With Data Small is Beautiful
A big lake in the distance with a puddle close by. Photo by John Silliman (@john.silliman.)

With Data Small is Beautiful

Big data has arrived and it's here to stay. With ever cheaper storage and processing power comes the ability to save more and more data. Companies rightly try to centralise this data in a "Lake" creating a verified source for all analytics projects.

Of course you never know what data you might need so the temptation is to store all of it. The trouble is a little bit of the right data is more useful than a lot of the wrong data, or even a lot of data of which only a small amount is what you need. The expression "needle in a haystack" is as relevant today as ever.

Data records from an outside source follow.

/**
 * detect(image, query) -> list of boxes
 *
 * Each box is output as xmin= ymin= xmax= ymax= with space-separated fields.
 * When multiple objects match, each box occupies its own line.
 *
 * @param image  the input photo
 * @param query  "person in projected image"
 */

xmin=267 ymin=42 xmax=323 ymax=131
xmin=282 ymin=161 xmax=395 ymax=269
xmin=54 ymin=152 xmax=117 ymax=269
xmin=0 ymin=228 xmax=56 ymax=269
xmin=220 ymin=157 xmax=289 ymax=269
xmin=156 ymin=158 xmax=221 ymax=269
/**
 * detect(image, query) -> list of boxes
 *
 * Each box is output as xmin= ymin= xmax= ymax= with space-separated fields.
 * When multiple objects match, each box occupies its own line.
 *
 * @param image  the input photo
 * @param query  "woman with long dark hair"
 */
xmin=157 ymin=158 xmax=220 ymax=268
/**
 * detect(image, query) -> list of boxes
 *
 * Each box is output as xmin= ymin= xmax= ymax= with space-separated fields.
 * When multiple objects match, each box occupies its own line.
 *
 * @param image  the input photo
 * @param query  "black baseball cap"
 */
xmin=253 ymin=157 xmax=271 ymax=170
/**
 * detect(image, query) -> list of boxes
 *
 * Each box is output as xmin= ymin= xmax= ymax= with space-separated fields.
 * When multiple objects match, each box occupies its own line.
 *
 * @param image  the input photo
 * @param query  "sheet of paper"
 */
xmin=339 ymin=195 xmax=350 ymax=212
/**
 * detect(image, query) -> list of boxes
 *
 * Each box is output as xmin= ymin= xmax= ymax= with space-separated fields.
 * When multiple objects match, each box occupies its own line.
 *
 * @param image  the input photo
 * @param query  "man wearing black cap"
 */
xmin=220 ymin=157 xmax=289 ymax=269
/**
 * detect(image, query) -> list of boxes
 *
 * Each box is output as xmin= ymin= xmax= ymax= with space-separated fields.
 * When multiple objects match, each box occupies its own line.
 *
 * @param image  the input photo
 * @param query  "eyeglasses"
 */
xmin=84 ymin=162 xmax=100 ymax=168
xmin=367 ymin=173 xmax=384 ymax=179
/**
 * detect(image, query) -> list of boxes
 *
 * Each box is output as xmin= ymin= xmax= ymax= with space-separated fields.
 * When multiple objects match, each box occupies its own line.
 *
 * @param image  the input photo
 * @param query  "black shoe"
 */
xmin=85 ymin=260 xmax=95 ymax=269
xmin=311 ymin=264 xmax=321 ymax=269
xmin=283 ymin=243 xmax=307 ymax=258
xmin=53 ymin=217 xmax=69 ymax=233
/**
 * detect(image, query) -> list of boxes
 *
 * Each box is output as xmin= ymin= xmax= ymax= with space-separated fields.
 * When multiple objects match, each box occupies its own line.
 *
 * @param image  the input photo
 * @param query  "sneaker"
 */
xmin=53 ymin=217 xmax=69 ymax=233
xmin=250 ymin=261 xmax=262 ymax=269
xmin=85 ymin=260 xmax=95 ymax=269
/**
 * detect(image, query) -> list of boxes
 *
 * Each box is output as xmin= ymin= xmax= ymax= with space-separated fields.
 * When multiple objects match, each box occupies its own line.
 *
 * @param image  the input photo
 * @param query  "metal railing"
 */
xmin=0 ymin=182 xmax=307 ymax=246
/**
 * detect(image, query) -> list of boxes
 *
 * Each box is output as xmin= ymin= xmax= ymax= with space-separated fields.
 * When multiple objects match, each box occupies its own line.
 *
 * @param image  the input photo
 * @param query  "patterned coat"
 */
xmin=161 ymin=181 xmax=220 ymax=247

Google, one of the most successful companies this century made its business taking a lot of data and turning it into a small amount of useful data. By delivering a page with ten search results out of a web of over a billion sites they literally find ten tiny needles in the biggest haystack imaginable. Well, OK not all the time, but enough times to be useful.

I've heard companies boast of using hundreds of variables in a decision model as if that is a good thing. Well guess again - it isn't. After the first few most predictive variables, the additional ones likely aren't adding value, either because they are worthless or because they correlate with existing variables. They do add complexity, processing time, and reduce transparency.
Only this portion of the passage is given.